Ceux qui suivent depuis ses débuts notre blog gardent peut-être en mémoire la recommandation que nous avons faîte, lors de sa publication, du beau livre de Sylvie Kandé, La Quête infinie de l’autre rive, qui avait, entre autre, le mérite de nous faire voir les migrations actuelles non plus comme des actes de désespoir mais comme affirmations d’être relevant, pour qui sait les comprendre de l’intérieur mais aussi dans leur histoire, d’une véritable geste héroïque.
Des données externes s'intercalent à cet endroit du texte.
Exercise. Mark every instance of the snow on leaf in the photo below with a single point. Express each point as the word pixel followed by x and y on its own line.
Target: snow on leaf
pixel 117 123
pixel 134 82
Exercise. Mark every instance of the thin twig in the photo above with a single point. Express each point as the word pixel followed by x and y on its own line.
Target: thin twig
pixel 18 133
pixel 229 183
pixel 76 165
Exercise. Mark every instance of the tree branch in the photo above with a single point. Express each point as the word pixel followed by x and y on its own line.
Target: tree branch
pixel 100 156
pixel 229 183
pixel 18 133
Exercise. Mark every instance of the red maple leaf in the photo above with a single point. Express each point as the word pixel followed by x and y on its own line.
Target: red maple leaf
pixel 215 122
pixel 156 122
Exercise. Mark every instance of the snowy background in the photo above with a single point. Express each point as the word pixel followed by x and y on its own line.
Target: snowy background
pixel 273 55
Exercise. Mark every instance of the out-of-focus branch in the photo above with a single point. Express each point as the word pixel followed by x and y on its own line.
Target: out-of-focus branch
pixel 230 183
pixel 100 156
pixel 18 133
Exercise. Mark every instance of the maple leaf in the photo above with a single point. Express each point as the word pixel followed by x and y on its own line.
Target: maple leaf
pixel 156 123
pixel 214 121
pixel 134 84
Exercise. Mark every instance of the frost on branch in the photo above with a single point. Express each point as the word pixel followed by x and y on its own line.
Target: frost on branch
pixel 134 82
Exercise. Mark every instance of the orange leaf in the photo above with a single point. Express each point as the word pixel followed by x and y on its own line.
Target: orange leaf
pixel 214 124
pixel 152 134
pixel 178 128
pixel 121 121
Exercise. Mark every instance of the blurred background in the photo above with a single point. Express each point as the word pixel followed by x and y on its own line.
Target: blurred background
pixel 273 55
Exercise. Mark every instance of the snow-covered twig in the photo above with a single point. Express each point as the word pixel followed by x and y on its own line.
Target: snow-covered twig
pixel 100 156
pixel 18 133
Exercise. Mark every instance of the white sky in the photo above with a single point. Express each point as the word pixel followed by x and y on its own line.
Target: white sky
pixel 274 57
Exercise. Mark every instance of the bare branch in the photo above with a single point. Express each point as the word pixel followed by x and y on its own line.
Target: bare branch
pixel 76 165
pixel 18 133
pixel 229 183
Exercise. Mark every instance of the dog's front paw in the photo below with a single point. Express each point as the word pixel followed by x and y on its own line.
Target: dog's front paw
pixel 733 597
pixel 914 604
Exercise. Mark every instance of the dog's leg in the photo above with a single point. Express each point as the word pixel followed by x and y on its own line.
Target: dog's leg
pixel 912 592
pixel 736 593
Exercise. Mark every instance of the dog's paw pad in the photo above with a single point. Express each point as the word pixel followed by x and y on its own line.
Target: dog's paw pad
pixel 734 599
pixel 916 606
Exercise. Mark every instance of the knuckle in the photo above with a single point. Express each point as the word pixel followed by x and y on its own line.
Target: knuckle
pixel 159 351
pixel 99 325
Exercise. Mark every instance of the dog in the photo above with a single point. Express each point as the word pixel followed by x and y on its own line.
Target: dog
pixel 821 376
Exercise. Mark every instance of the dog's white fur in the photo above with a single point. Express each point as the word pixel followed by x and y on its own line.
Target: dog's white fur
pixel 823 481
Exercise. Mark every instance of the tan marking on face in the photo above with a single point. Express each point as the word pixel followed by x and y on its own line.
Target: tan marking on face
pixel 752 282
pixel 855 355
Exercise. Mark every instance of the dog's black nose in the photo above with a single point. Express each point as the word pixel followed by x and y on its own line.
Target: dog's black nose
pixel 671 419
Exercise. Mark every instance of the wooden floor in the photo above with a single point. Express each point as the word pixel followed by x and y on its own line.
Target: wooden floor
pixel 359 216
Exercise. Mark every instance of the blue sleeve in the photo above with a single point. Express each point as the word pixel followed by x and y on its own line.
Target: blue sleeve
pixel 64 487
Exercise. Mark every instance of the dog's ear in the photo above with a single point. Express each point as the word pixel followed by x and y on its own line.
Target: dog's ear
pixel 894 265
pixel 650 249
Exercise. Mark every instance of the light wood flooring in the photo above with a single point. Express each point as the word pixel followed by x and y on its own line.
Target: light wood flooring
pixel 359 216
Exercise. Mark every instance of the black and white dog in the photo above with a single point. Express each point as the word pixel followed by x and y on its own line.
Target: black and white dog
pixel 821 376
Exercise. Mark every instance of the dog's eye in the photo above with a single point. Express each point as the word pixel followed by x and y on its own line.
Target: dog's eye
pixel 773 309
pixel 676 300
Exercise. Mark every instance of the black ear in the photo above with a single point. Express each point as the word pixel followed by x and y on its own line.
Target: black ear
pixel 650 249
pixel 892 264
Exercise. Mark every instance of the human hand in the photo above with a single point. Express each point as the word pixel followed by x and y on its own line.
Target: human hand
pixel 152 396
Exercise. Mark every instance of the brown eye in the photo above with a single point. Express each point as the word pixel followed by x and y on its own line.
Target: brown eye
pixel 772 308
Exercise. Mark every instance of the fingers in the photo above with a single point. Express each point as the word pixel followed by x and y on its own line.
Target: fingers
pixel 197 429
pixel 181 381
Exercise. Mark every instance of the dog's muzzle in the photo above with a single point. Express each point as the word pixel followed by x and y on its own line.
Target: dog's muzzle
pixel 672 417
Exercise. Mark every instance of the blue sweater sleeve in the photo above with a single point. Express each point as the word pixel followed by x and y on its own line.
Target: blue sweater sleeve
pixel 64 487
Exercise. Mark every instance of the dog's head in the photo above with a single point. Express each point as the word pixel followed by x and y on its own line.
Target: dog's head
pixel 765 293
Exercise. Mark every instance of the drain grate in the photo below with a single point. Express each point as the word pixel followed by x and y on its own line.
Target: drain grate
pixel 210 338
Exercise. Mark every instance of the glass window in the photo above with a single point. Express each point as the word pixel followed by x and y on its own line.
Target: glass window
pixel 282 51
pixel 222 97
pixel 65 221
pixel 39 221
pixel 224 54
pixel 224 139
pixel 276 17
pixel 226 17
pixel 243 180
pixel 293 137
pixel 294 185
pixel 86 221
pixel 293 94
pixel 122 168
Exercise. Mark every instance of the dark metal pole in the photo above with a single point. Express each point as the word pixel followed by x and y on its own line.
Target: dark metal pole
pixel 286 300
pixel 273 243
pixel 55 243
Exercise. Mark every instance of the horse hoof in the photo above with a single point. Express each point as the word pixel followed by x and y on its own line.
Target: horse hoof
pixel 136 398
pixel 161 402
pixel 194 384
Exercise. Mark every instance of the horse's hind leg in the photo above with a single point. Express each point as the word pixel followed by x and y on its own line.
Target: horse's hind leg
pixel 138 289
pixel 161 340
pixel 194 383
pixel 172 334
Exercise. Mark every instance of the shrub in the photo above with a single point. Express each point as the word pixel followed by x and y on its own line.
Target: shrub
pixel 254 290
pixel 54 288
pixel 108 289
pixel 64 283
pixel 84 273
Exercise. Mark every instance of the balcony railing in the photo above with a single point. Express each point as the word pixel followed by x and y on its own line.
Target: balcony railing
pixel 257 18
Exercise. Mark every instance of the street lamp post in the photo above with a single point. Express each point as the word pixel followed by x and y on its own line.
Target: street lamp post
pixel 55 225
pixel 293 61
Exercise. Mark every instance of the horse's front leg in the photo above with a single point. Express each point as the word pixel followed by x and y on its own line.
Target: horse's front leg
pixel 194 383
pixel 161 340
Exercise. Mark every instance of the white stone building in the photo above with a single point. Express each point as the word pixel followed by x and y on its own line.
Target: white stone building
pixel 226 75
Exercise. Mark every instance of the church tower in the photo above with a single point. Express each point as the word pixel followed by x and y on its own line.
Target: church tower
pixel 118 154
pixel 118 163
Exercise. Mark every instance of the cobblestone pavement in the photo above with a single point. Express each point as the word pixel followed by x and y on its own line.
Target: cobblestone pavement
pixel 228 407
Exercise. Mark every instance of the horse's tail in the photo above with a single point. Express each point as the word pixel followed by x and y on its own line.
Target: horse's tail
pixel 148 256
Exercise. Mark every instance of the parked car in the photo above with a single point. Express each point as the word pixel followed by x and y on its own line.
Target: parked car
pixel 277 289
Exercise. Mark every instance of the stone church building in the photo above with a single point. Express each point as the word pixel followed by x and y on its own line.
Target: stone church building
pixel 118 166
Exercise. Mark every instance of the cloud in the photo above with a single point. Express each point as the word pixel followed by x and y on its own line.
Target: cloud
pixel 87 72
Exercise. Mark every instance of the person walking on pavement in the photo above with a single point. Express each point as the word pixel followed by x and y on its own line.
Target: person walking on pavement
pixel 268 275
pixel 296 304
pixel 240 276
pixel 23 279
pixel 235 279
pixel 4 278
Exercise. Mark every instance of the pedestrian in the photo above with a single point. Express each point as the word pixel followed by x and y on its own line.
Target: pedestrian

Sans bien entendu recourir au caractère épique de la poète franco-sénégalaise, l’ouvrage de Marielle Macé nous amène aussi à considérer autrement ces vies que nous sommes toujours trop nombreux à recevoir comme « au fond pas tout à fait vivantes » ou comme l’écrit Judith Butler qu’il cite « comme des non-vies, ou comme partiellement en vie, ou comme déjà mortes et perdues d’avance, avant même toute forme de destruction ou d’abandon ». Non !  Répond avec la plus grande énergie Marielle Macé : ces vies sont au contraire « absolument vivantes » ! Et d’affirmer, comme nous le montre bien encore au passage le livre de Sophie G. Lucas, moujik moujik, que nous nous réjouissons d’avoir sélectionné pour le Prix des Découvreurs 2018, que « les vies vécues sous condition d’immense dénuement, d’immense destruction, d’immense précarité, ont sous ces conditions d’immense dénuement, d’immense destruction et d’immense précarité, à se vivre. Chacune est traversée en première personne, et toutes doivent trouver les ressources et les possibilités de reformer un quotidien : de préserver, essayer, soulever, améliorer, tenter, pleurer, rêver jusqu’à un quotidien, cette vie, ce vivant qui se risque dans la situation politique qui lui est faite. »
Démantèlement  par les CRS de la zone sud de la "Jungle" de Calais, le 16 mars 2016



Cette reconnaissance ne peut pas aller sans colère. Colère devant « l’indifférence, le tenir-pour-peu, par conséquent la violence et la domination […] toutes les dominations, celles qui justement accroissent très concrètement la précarité. »  Et là justement se trouve l’une des vertus principales du poète, de l’artiste, affirme Marielle Macé qui rappelle Hugo, Baudelaire, Pasolini et appuie sa réflexion sur l’Austerlitz de Sebald, la relation de Walter Benjamin à sa bibliothèque, le film de Claire Simon, le Bois dont les rêves sont faits, les récits attentifs mais dénués de pathos d’Arno Bertina ou, pour finir, sur le très beau livre de Jean-Christophe Bailly, Le Dépaysement dont elle retient l’idée qu’un pays n’est pas un « contenant » mais « une configuration mobile d’effets de bords » ce qui nous impose de « ne pas enclore chaque idée de vie mais au contraire de l’infinir et reconnaître ce qui s’y cultive ».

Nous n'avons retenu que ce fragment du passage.